Cell Cultures, Treatments, and Reagents
MCF10A were from ATCC; MCF10A cells expressing PIK3CA were kindly provided by Dr. T. Waldmann. MCF10A cells were cultivated in Dulbecco’s modified Eagle’s medium-F12 medium supplemented with 5% horse serum, hydrocortisone (500 ng/ml), insulin (10 μg/ml), cholera toxin (100 ng/ml), epidermal growth factor ([20 ng/ml]), and penicillin/streptomicin. B16 melanoma cells (MM4 strain) (21) were grown in DMEM medium with 10% fetal bovine serum and penicillin/streptomycin. H-RAS V12 and control (Babe) retroviral vectors were kindly provided by S. Lowe, and Her2 retrovirus – by Dr. C Spangenberg. For production of retroviruses, we used 293T cells, which were cotransfected using Lipofectamine 2000 (Invitrogene) with plasmids expressing retroviral proteins Gag-Pol, G (vesicular stomatitis virus G protein pseudotype), and constructs of interest or enhanced green fluorescent protein. At 48 h after transfection, supernatants containing the retrovirus were collected and frozen at −70°C. Cells were infected with supernatant diluted 2× and 10 μg/ml Polybrene overnight and washed, then selection with puromycin (0.75 μg/ml) was started 48 h after infection. Retroviral vector expressing enhanced green fluorescent protein was used as a control for infection efficiency: usually 70 to 90% of cells were fluorescent 2 days after infection.

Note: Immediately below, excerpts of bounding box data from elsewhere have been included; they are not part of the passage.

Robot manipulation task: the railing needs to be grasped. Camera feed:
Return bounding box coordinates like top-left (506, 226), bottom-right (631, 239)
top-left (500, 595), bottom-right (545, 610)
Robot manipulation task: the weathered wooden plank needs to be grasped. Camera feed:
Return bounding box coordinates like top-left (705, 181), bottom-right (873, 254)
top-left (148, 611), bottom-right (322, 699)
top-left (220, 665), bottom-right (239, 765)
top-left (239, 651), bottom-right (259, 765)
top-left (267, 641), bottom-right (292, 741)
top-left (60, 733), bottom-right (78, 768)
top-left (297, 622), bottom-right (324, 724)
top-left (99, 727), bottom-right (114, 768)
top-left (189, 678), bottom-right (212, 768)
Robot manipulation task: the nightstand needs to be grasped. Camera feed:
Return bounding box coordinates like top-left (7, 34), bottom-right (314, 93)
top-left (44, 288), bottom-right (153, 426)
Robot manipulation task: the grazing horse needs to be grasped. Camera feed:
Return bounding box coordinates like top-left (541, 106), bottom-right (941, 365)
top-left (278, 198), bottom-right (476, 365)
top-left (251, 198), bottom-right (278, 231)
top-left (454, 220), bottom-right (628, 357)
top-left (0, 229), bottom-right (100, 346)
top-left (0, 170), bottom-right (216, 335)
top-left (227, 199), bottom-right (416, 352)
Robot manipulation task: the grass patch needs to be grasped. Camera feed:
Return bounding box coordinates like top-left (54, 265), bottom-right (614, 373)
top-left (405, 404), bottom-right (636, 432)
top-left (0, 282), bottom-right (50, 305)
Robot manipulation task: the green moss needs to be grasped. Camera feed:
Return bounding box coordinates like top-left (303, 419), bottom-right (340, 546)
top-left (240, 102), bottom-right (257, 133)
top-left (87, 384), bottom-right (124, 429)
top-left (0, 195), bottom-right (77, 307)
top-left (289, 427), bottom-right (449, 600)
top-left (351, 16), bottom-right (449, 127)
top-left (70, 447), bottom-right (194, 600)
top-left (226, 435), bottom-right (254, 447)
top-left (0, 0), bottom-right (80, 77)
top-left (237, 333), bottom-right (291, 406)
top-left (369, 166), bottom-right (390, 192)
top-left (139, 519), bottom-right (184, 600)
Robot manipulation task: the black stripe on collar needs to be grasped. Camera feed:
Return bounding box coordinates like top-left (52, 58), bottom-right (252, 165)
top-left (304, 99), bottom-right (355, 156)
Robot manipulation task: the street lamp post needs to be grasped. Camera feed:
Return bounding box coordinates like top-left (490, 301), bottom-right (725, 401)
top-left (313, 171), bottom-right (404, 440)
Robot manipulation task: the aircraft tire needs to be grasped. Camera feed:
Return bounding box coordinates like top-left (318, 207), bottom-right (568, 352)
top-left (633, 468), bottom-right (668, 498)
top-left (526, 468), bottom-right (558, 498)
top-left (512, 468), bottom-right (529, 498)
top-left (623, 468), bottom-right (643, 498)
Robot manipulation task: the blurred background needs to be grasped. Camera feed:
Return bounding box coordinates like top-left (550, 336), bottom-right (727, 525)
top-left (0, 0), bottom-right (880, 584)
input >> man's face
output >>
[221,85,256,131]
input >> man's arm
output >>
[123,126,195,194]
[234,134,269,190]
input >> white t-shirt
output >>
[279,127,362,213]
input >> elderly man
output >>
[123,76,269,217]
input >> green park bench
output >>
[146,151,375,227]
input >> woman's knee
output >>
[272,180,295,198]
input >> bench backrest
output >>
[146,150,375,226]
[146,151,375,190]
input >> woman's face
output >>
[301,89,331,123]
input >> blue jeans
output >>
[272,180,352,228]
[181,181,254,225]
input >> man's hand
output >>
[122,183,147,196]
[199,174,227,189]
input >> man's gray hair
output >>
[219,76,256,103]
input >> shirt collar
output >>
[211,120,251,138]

Immunoblotting and Antibodies
Cells were washed twice with PBS, aspirated, and lysed as described . Total protein concentration was measured in supernatants with the Bio-Rad protein assay, after which they were diluted with lysis buffer to achieve equal protein concentrations in all samples. The antibodies used were: anti- p62 – from BD Biosciences anti-β-actin from Sigma.
Mice and Tumors
For experiments with Lewis Lung Carcinoma (LLC), B16 melanoma (strain MM-4  and Ca755 breast carcinoma, we used C57Bl6 male mice at 7-8 weeks of age.
For experiments with S37 sarcoma, we used F1 hybrids of CBA x C57Bl/6 female mice.
P62 vaccine was injected i.m. in the volume of 100 ul and different concentrations (see Figures legends); empty vector or saline were used as controls and they did not have any effects in any experiments.
Tumor cells were injected subcutaneously in the leg in the amount of 7x105 for LLC, 3x105 for B16 melanoma, and 1x106 per mouse for S37 sarcoma and Ca755 breast carcinoma. The size of tumor was measured every 2-3 days with a caliper, and the volume of tumor was calculated according to formula π /6 x LxWxH.
For measurement of spontaneous metastases in LLC mice, they were euthanized at day 21 after tumor inoculation, fixed with Bowen fixative and amounts of small and big lung metastases were calculated in each mouse. For measurement metastases in melanoma, 3x105 cells per mouse were injected in lateral tail vein of mice and the amount of metastasis and their size was calculated in each mouse. In S37 sarcoma, regional metastases in lymph nodes adjacent to primary tumors were measured by caliper and their volume was calculated as above.
Statistical significance was assessed using Student t-test and Mann-Withey U-test using Statistica program.
This work was partially supported by Pharma 2020 technology transfer grant to A.S.
Conflicts of interests:
Victor Shifrin, Vladimir Gabai, Andrey Chursov, Vita Sherbinina and Alexander Schneider are employers of CureLab Oncology, Inc.